ROANOKE TIMES

                         Roanoke Times
                 Copyright (c) 1995, Landmark Communications, Inc.

DATE: SUNDAY, March 8, 1992                   TAG: 9203080018
SECTION: VIRGINIA                    PAGE: D-1   EDITION: METRO 
SOURCE: Ed Shamy
DATELINE:                                 LENGTH: Medium


IT'S THE OLD OUT-OF-TOWN BADGE BLUFF

John Cease carries a police badge, and he knows how to use it.

When he traveled to New York City last weekend to poke around in some mean neighborhoods, the badge came in handy - sort of.

Cease is, in no particular order, the chief of police in Roanoke County and an incorrigible rail buff. As a job, he keeps the streets safe for decent human beings. As a passion, he restores old rail cars with fellow members of the Roanoke Valley Central Railroad.

In New York, Cease and a couple of chums were hunting spare rail-car parts.

They were scouring, with the railroad's permission, old cars headed for the scrap yard. One old railworker warned the scavengers to be careful when they combed the yards.

In Queens, you never know who's lurking where.

Cease inspected four cars without incident, plucking parts that would come in handy for a caboose restoration he's been working on.

He was in a passenger car, his fifth of the day, alone, sidling through the narrow hallway.

That's when a man lunged from a doorway wielding a metal pipe.

"I'd wandered into some poor guy's home," said Cease. "He was the homeowner and I was the burglar. He may have had more legal right to be there than I did."

Actually not. The man was a homeless squatter.

"He seemed a little bit emaciated, and very surprised to see me there," said Cease. It has probably been a good long while since anybody trudged through the passenger car - first-class accommodations for a hobo but pretty far from the beaten path for your average police chief.

"I beat a hasty retreat," said Cease, but he was fumbling all the while for his wallet - and his badge.

"I managed to get into the vestibule, where there was a little bit more room, and I flipped my badge out," said Cease. "I did keep my thumb over the part that said `Roanoke County' on it."

A Roanoke County police badge and $1.25 buys you a ride on a subway in New York. The badge doesn't mean diddly.

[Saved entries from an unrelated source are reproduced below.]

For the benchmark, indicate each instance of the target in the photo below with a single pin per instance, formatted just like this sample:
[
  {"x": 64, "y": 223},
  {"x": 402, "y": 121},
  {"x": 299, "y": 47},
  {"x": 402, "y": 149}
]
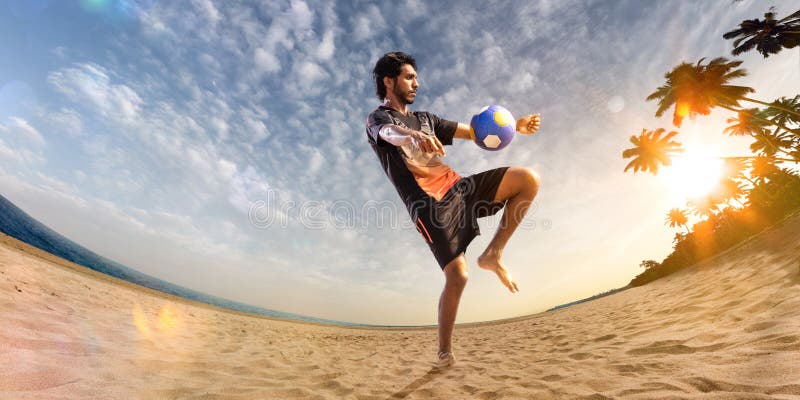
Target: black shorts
[{"x": 449, "y": 225}]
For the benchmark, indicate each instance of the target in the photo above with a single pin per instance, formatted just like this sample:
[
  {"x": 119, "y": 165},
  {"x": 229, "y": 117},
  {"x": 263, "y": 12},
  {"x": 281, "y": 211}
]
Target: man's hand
[
  {"x": 428, "y": 143},
  {"x": 528, "y": 124}
]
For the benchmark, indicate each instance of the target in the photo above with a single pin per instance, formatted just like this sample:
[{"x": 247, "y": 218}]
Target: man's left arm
[{"x": 526, "y": 125}]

"If he'd have seen the Roanoke on the badge and challenged it, there wasn't a thing I could have done," said Cease.

But the bluff worked.

"This man had seen badges before," said Cease. "He put the pipe down."

Cease, who wasn't armed, told the man to leave the train car and to wait outside. The chief assured him he'd come looking for train parts, and wouldn't disturb the vagrant's personal belongings.

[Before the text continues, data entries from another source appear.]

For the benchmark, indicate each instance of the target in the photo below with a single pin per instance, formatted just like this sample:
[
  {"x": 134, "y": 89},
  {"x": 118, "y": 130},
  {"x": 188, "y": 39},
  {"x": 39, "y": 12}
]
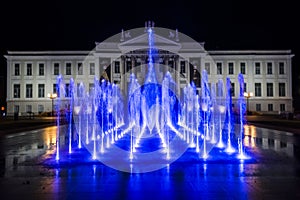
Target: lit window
[
  {"x": 219, "y": 68},
  {"x": 92, "y": 68},
  {"x": 182, "y": 67},
  {"x": 17, "y": 69},
  {"x": 282, "y": 89},
  {"x": 230, "y": 68},
  {"x": 232, "y": 90},
  {"x": 270, "y": 107},
  {"x": 28, "y": 90},
  {"x": 257, "y": 68},
  {"x": 282, "y": 107},
  {"x": 258, "y": 107},
  {"x": 56, "y": 68},
  {"x": 269, "y": 89},
  {"x": 68, "y": 68},
  {"x": 29, "y": 69},
  {"x": 207, "y": 67},
  {"x": 41, "y": 90},
  {"x": 41, "y": 69},
  {"x": 80, "y": 68},
  {"x": 243, "y": 67},
  {"x": 117, "y": 67},
  {"x": 281, "y": 68},
  {"x": 257, "y": 87},
  {"x": 269, "y": 68},
  {"x": 17, "y": 88}
]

"He really got concerned about that," said Cease.

The man did wait outside, occasionally banging on a window to proudly report to Cease that he was still where he was supposed to be.

In the end, Cease had to consult his attacker.

"The guy asked me what part I was looking for, and I told him," said Cease. "He showed me right to it, and I took it and left."

"I guess you could say I got mugged in Queens," said Cease. "But really, I was the trespasser."